I often use my workouts as a way to get out of my own head, to turn down any emotions that are swirling around and need to be tempered, and use up extra energy whipped up by anxiety. After I’m done, I always feel relief. But not today.
My aunt died very suddenly and unexpectedly last week. And the grief maintains its grip on my heart. As it should. In time I know that the pain will dull and the tears will stop. But not today. Today the pain compels me to write and share a piece of her story. Today I honor my vivacious, joyful, fiercely-loving aunty who took her own life. My charismatic aunt gave so much of herself to her family, to keep them healthy and whole. Perhaps she had nothing left to give to herself. Perhaps it became too much for her to handle. Perhaps she felt alone and isolated. Perhaps she just became numb. We’ll never know.

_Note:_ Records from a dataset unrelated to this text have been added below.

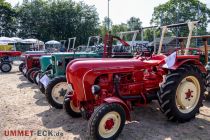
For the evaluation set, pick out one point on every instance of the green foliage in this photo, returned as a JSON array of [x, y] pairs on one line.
[[57, 20], [177, 11], [134, 23], [7, 19]]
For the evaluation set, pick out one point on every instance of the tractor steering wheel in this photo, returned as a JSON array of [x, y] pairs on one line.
[[142, 53]]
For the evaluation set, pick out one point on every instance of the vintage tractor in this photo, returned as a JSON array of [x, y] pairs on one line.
[[22, 65], [6, 58], [53, 83], [105, 90], [32, 65]]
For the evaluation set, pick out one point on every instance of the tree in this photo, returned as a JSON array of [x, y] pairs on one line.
[[107, 23], [58, 20], [134, 23], [119, 28], [7, 19], [176, 11]]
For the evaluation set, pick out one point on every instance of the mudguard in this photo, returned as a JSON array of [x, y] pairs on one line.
[[122, 103]]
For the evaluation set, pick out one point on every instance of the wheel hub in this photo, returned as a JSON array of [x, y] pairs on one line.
[[109, 124], [187, 94], [5, 67], [59, 91]]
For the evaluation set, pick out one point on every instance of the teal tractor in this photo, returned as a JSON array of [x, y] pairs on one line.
[[53, 81]]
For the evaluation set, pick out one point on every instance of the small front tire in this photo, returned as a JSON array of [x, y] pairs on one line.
[[107, 122], [70, 109], [30, 74], [21, 66], [5, 67], [55, 91]]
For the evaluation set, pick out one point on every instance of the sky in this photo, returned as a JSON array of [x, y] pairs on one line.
[[122, 10]]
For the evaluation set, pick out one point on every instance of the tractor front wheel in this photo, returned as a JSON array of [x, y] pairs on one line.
[[107, 122], [5, 67], [36, 77], [55, 91], [181, 95], [21, 67], [41, 87]]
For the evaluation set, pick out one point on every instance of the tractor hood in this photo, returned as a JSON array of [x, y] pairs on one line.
[[45, 61], [81, 74]]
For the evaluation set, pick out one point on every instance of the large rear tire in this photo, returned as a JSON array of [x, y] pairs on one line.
[[107, 122], [56, 90], [5, 67], [181, 95], [30, 74]]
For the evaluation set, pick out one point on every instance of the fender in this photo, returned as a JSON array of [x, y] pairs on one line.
[[122, 103], [189, 61]]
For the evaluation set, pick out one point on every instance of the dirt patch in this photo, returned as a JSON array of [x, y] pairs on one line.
[[23, 107]]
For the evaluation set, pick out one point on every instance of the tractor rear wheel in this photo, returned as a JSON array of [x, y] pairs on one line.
[[181, 95], [5, 67], [21, 67], [107, 122], [56, 90], [36, 76], [30, 74], [70, 108]]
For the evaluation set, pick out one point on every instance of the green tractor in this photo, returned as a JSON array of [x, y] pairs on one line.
[[52, 79]]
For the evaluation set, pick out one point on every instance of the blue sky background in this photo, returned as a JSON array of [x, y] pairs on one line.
[[122, 11]]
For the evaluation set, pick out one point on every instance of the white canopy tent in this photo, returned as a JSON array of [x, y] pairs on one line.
[[33, 42]]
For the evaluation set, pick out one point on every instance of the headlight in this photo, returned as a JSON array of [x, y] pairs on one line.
[[59, 63], [95, 89]]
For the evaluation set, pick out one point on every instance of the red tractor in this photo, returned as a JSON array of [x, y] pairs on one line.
[[6, 58], [105, 90]]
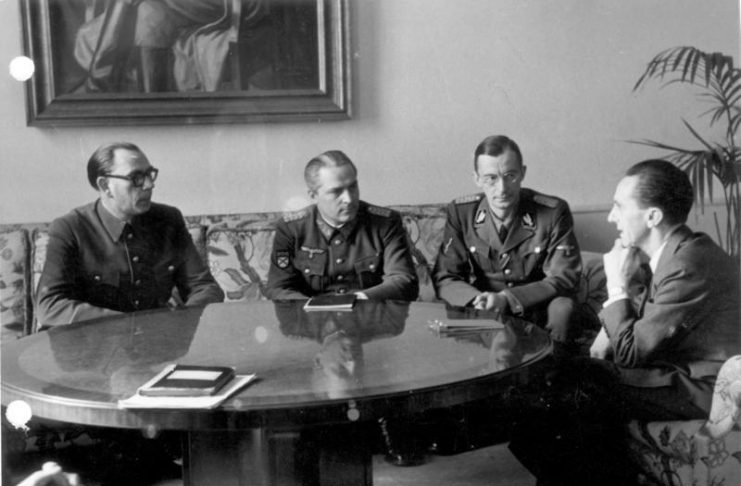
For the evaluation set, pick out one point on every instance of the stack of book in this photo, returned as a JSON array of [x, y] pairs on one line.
[[187, 387]]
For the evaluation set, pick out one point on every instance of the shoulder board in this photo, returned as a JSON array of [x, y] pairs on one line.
[[549, 201], [379, 211], [468, 199], [295, 215]]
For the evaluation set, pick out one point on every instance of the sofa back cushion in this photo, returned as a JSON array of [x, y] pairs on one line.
[[15, 303]]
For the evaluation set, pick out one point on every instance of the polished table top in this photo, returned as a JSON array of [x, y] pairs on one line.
[[312, 367]]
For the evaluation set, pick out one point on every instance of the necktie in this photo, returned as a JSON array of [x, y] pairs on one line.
[[502, 233]]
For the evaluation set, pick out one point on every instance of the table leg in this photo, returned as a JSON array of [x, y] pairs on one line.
[[318, 456]]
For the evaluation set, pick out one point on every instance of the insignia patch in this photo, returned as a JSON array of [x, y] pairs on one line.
[[282, 259], [296, 215], [447, 245], [549, 201], [379, 211], [467, 199], [567, 249], [312, 251]]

After the funeral service, or maybe before, it was all a blur so I honestly don’t remember, someone said “if only she would have had cancer. We could have prepared.” While I don’t know if we can ever really be prepared to lose someone we love, I believe cancer and depression have much in common. A cancer is something evil or malignant that spreads destructively. My experience with depression is one of destructive thoughts spreading, growing and seeping into every aspect of my life. Like cancer depression can have physical symptoms. It stops us from doing things we used to enjoy Some cancer some treatments are successful. But others aren’t. Some patients go into remission only to have the cancer come back. Some of us are able to fight back the depression and move on. Some of us have relapses and never recover. Too often mental illness is treated as being less serious than physical illnesses. It is something we talk about in whispers, quietly, behind closed doors and rarely publicly, like a dirty little secret.